When I was a child, when I was a Baptist, when my mother was alive, we would be pinning on our corsages about this time on a Sunday morning. They would all be red carnations to honor our living mothers, and later I would look around the church sadly and uncomfortably at all the white ones that designated the departed mothers. My grandparents didn’t come to our church, but my mother’s mom attended the tiny chapel in Echols, Kentucky, where the only sign of civilization other than churches and houses was my grandfather’s general store. My dad’s mom didn’t go to church at all as she never learned to drive a car, had been reared as a Methodist, and was not especially religious, one of the things I liked about her. After what seemed an eternity of fidgeting on hard wooden pews in our itchy starched clothes, my parents would take my brother, sister and I out to eat in one of the two acceptable restaurants in our booming metropolis of Beaver Dam. It was a rare treat in those simpler times, a change from my mother’s roast beef waiting at home in the oven for the potatoes and carrots to be added and other vegetables to be cooked while we changed out of our Sunday best and helped Mother get dinner on the table.

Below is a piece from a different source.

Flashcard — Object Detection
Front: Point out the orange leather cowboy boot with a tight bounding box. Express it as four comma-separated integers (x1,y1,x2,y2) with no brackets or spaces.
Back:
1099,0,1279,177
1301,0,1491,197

This formulaic happy childhood exists for me now just out of the corner of my eye, disappearing if I look directly. Occasionally a smell assaults my nose and takes me back there in a quick flash, the wooden floors and ice cream smell of my grandfather’s store, the musty coal oil and biscuit odor of my grandmother’s house, the sweet funereal scent of a corsage, all transport me to those days of innocence. I can’t help but think about them all on this day, the tactless and self absorbed mother of my mother, the fierce and outspoken mother of my father, and the brilliant but insecure mother that reared me with a love that was deep enough to drown us all. Now they are all gone, dust to dust, and I am left to write the history the way I remember it.

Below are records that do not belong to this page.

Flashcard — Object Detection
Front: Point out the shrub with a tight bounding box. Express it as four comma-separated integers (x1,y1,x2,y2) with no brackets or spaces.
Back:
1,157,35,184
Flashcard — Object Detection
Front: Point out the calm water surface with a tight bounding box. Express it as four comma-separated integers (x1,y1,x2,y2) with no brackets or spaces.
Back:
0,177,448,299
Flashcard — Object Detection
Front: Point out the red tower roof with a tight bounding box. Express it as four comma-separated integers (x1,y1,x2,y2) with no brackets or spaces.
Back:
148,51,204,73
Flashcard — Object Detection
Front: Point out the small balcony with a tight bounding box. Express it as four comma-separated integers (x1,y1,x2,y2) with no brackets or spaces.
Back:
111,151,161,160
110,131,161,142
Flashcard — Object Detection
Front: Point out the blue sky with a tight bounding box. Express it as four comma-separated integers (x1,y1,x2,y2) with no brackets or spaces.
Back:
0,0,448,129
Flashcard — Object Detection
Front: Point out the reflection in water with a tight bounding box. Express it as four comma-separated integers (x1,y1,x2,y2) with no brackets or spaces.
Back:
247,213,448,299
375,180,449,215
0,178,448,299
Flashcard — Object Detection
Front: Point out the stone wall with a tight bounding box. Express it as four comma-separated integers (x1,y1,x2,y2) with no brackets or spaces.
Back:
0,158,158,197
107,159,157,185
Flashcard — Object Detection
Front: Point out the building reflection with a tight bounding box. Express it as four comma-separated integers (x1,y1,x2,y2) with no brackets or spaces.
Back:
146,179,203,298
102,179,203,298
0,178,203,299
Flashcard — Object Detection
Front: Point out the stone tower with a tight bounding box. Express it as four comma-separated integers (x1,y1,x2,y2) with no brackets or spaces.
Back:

Today my Mother’s day is not about flowers or church or dinner. In fact, we celebrated it yesterday, hiking the Rose River and Dark Hollow falls loop in the Shenandoah, my son and daughter in front of me most of the way, occasionally letting me lead. Dinner was an accidental discovery in Charlottesville in a restaurant that looked like a Big Boy Diner complete with a chrome counter, cozy booths, and black and white tile on the floor. It turned out to be an authentic Greek restaurant where we ate amazing stuffed grape leaves with Tzatziki, a delightful and authentic Greek salad with tons of feta, and grilled lamb and chicken on homemade pita. When I woke this morning I thought about what all of my foremothers might think about my unconventional taste, and I wondered what history will write for me in the hearts of my children and my grandchildren. I know it will be a story of love, hopefully one that knew when to let go, one where it did not take death to release a grip of control.

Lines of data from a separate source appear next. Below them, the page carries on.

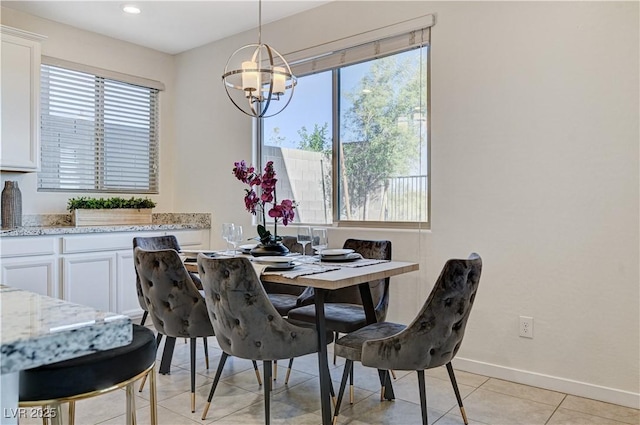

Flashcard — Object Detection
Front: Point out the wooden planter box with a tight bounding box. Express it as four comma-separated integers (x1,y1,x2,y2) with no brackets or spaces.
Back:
72,209,153,227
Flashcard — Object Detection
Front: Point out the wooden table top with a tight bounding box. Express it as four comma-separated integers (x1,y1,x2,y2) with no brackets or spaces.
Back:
184,258,419,291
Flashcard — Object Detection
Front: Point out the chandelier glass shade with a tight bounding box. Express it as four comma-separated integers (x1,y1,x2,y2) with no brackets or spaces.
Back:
221,0,296,118
222,43,296,118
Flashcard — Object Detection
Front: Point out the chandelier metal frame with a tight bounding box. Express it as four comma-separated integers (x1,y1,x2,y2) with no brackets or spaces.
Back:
221,0,296,118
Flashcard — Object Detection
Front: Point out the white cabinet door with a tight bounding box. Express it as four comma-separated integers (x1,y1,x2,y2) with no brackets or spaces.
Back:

My girl and I sat in the back seat on the way from Charlottesville yesterday and I told her a story about the grandmother I loved most dearly, the one born on the day after her birthday, the one who may have bequeathed her a bit of stubbornness, a bit of delight. She was feeling patient and she listened to the tales of cooking stoves and flat irons. We moved on to summer evenings in Kentucky where we sat around the pool with her grandparents on the last night of our annual visit, the only time everyone finally relaxed. I questioned her about what the world could possibly hold for her and for me as we move swiftly into the future. I hold this precious minute in my hand, examine it, wish for it to last forever, and then it’s gone on the wind like dandelion fluff, to settle and grow in some unexpected place.

My children are restless today, one in Seattle with his wife, the future of our family in her body, one in Fredricksburg with a boy who wants to love her forever, one sleeping still in the basement, but soon to be gone, with only a spider’s silk string to find his way home. How I love them I cannot tell. Made of words alone, there is not a book big enough to hold the emotion. I want to thank them all today for making me a Mom, expanding my horizons, challenging me to do things I never believed possible when I was a child, when I was a Baptist, when my mother was alive.